2. Mettre en place des feedbacks réguliers et instantanés

            Si le flot est si délicat à obtenir, c’est qu’il résulte d’un équilibre particulier entre les différents états mentionnés dans l’illustration ci-contre :

La zone du flow selon Csíkszentmihályi, image libre de droit (source Wikipédia)

            Comme tu peux le constater, pour atteindre le flow, il est donc nécessaire de maintenir un équilibre satisfaisant entre tes compétences et le défi que représente l’assimilation des cours que tu souhaites parvenir à maîtriser.
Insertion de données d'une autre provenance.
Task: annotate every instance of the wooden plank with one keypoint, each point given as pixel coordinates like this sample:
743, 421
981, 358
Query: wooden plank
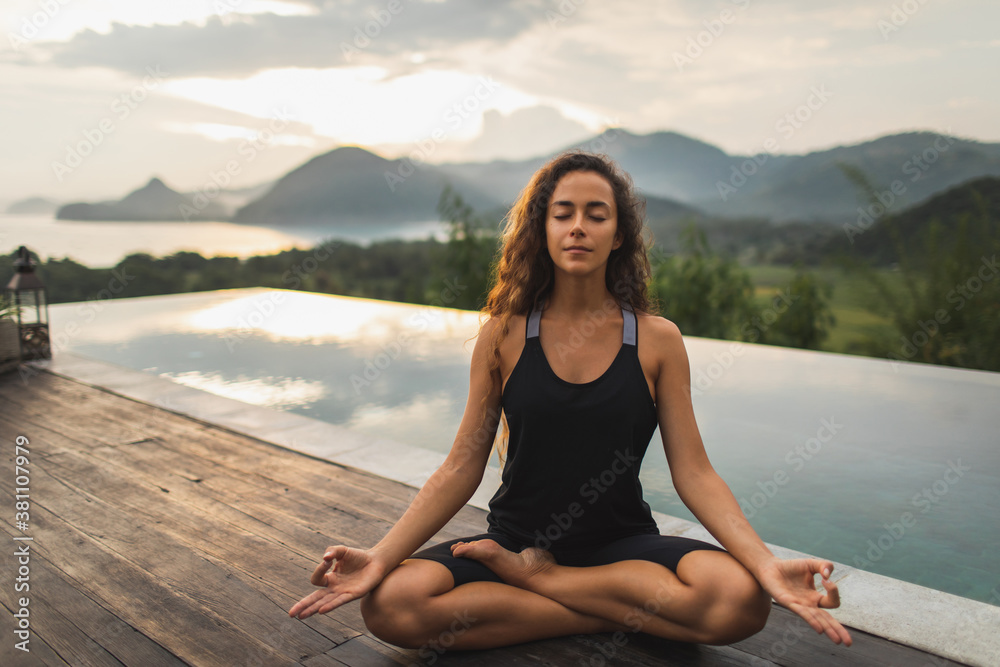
256, 458
169, 579
78, 628
40, 654
267, 566
249, 477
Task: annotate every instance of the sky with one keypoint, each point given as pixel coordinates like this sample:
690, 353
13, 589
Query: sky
98, 96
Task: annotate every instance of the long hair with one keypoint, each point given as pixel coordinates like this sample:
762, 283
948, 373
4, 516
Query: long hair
525, 270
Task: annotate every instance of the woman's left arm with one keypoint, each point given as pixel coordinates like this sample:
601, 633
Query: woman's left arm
706, 494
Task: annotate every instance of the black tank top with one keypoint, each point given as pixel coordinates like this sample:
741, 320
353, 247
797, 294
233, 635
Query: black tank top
571, 478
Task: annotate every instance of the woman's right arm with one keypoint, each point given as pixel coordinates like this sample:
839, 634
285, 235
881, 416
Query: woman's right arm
354, 572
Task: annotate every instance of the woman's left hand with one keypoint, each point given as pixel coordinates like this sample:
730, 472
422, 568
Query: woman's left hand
790, 582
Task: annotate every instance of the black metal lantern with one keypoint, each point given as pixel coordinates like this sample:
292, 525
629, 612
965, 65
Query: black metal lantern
26, 293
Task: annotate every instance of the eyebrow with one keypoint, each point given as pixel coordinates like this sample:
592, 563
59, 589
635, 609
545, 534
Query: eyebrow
589, 204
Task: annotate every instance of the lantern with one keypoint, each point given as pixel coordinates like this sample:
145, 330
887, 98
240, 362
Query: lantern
26, 293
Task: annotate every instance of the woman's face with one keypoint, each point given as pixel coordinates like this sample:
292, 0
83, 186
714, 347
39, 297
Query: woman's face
581, 224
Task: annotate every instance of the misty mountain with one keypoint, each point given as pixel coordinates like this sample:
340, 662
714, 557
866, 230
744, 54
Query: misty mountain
978, 201
777, 187
350, 184
32, 206
813, 187
154, 202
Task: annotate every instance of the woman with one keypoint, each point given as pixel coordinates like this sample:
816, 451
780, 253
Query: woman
584, 373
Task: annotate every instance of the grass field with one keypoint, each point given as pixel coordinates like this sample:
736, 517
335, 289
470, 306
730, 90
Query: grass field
855, 322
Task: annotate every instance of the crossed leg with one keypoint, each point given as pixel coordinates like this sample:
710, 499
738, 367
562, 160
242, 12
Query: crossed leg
712, 599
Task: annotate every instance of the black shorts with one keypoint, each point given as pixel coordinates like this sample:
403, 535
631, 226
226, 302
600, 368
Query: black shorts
666, 550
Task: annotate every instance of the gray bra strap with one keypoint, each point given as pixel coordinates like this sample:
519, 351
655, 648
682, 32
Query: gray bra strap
536, 315
628, 333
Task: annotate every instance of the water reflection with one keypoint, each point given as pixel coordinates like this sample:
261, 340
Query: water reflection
822, 450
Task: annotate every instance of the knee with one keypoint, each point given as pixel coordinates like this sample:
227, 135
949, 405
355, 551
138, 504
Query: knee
392, 613
741, 612
395, 611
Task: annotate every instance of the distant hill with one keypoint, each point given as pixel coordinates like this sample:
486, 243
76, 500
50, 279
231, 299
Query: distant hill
33, 206
154, 202
662, 164
812, 187
876, 241
350, 184
781, 188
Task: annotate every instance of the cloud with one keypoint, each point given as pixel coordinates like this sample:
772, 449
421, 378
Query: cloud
233, 45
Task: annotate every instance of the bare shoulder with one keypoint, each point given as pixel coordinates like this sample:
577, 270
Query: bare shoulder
512, 342
659, 332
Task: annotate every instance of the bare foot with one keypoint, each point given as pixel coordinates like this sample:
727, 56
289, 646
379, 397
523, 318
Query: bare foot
514, 568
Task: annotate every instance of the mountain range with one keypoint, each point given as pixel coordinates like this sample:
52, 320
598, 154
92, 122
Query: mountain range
682, 178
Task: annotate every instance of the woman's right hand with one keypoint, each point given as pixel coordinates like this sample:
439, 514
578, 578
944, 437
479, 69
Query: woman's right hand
345, 574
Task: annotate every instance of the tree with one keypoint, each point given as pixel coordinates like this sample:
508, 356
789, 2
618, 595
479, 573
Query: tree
945, 306
703, 293
807, 320
467, 269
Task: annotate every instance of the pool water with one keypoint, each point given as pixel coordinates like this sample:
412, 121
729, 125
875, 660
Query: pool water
889, 467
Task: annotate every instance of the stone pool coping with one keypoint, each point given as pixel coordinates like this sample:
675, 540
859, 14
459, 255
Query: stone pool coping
942, 623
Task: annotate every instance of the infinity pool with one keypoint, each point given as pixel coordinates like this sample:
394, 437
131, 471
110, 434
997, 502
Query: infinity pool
889, 467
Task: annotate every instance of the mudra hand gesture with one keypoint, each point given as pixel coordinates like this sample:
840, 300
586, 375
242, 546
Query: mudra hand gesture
791, 584
345, 574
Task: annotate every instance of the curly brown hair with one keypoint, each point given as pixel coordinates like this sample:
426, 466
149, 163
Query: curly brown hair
524, 274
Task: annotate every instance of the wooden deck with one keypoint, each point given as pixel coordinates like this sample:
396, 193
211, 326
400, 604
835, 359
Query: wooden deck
162, 540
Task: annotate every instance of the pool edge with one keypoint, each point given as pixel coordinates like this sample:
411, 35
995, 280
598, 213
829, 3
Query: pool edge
942, 623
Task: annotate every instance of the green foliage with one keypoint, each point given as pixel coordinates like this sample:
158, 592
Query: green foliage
807, 319
946, 308
467, 268
703, 293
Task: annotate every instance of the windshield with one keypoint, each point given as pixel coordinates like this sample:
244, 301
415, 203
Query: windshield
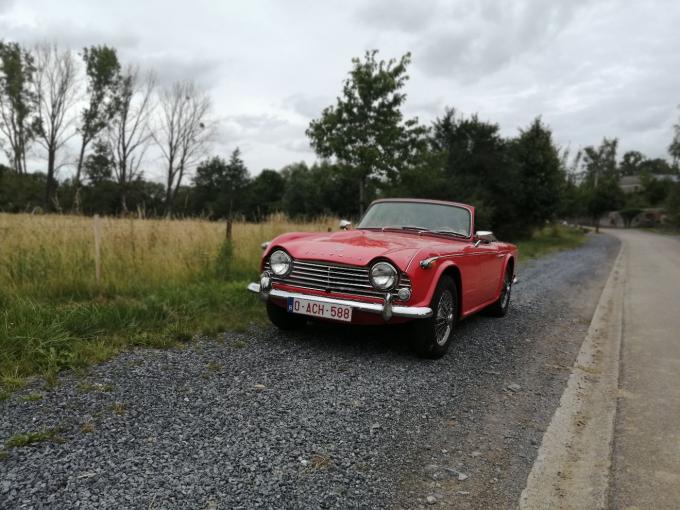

Ainsi, te livrer à une séance de révision d’un niveau élémentaire ne te sera d’aucun secours pour parvenir au flow, puisque tu ne seras pas suffisamment stimulé sur le plan intellectuel pour fournir la concentration nécessaire ou éviter de tomber dans l’ennui. A l’inverse, un niveau de difficulté trop élevé sera synonyme de frustration, qui te placera alors davantage dans un état d’esprit préoccupé et anxieux.

            Pour atteindre le flow, tu dois donc parvenir progresser de challenge en challenge dans une session d’étude faisant état d’un bon rapport entre la difficulté de la tâche et ses enjeux. Pour conserver l’aspect gratifiant du flow et atteindre la forme « d’état de grâce » qu’il permet d’obtenir, l’idéal serait que tes efforts se voient régulièrement récompensés de feedback positifs. Dans le contexte d’une séance de révision, cela pourrait par exemple se traduire par le fait de tester tes connaissances à la fin de chaque grande partie de ton cours, puis de constater que tu l’as compris et est capable d’en restituer le fond. C’est cet ensemble de petites satisfactions expérimentées à intervalles réguliers qui, mises bout à bout, te permettront de tenir ta motivation à flots – c’est le cas de le dire !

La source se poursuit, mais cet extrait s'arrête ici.